CEO of Penhire, Paul O’Connor, submitted the following stellar review which really captures the Next Action ethos behind OnePageCRM.
New system, new opportunities
I’m using a new system for my contacts, my leads, my to-do list … hell, my conscience even! It’s taking the place of various other failed systems – other web apps, spreadsheets, pieces of paper, mental anguish.
And, as with any new system, you work with it for a while, get a feel for it, start fitting in with it. You adapt to it until you’re happy enough with it and gradually take it for granted. But the danger is, in the meantime, you might not see it all and miss features and opportunities and force yourself to put up with shortcomings.
And only if you’re careful and diligent, (or perhaps if you’re lucky enough to have a direct line to the bizarre and bottomless mind of the creator) do you learn in full what is possible.
The Next Action approach
So there was I thinking the (what I call) horizontal Next Action concept of OnePageCRM was so bloody good.
How the hell did I survive without it up till now?
Basically, OnePageCRM lets you set the Next Action you simply must take to move this damn prospect/client/job/whatever along and get it over the line/past the milestone/done/whatever.

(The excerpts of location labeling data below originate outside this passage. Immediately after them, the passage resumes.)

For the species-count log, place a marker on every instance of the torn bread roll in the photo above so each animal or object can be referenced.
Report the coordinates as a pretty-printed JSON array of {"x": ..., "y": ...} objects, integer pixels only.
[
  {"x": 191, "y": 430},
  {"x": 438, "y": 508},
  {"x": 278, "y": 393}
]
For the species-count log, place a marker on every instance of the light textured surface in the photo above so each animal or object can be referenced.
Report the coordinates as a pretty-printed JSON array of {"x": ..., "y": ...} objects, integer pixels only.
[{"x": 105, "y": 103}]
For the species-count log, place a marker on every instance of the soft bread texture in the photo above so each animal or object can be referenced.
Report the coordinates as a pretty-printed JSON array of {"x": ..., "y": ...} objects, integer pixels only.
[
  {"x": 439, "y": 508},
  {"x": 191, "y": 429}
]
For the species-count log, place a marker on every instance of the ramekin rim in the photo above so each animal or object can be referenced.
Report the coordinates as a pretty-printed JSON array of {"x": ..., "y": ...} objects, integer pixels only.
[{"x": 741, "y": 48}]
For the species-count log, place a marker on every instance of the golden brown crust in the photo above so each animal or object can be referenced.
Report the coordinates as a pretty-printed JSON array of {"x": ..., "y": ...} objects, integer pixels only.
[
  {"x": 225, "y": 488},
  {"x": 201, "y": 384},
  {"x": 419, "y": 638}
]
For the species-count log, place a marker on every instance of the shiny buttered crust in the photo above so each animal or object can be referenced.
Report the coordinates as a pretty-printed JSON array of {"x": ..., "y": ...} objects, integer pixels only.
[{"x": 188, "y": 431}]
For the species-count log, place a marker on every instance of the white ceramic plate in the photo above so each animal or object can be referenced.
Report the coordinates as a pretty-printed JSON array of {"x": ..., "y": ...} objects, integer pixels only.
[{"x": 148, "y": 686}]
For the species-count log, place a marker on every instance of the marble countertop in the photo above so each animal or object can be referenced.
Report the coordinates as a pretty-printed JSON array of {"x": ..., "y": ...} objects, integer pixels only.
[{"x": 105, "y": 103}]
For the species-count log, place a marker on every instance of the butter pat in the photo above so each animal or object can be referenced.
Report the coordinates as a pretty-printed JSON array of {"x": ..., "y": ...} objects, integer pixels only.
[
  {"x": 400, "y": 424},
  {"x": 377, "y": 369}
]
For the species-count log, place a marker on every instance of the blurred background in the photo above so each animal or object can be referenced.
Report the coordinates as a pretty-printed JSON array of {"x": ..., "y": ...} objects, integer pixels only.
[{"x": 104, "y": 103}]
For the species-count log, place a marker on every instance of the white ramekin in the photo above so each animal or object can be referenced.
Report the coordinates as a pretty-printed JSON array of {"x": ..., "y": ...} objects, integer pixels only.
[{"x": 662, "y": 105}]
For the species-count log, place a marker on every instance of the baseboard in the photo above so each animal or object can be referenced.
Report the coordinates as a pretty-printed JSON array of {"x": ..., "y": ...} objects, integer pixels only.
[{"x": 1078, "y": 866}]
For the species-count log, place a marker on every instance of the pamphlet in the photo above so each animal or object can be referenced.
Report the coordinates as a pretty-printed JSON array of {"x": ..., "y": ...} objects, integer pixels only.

Then, once you’ve done it you get the (strangely thrilling) satisfaction of ticking the tick box and watching it get crossed out. Mmmmm.
Then you set the next Next Action, and before you know it, you have the bugger out of the way altogether and the money on its way to your bank account.
How good does it get!
But then, I happened to be talking to Monsieur FitzGerald (as you do!) about the idea of being able to sort the Next Actions.
He pointed out the bloody obvious to my dull mind, vis a vis: it’s already sorted (you schmuck!), you just have to refresh your bloody browser. Ooops! And lo and behold, the golden list of all my next tasks appeared before me: a to-do list.
Not just a what-to-do-next-for-this-particular-client to-do list. But a complete do-list.
All I had to do (sorry!) to perfect it was diligently set the proper dates for when each horizontal Next Action had to be done. And then I had my beautifully chronologically sorted vertical next-item-on-the-agenda-please to-do list!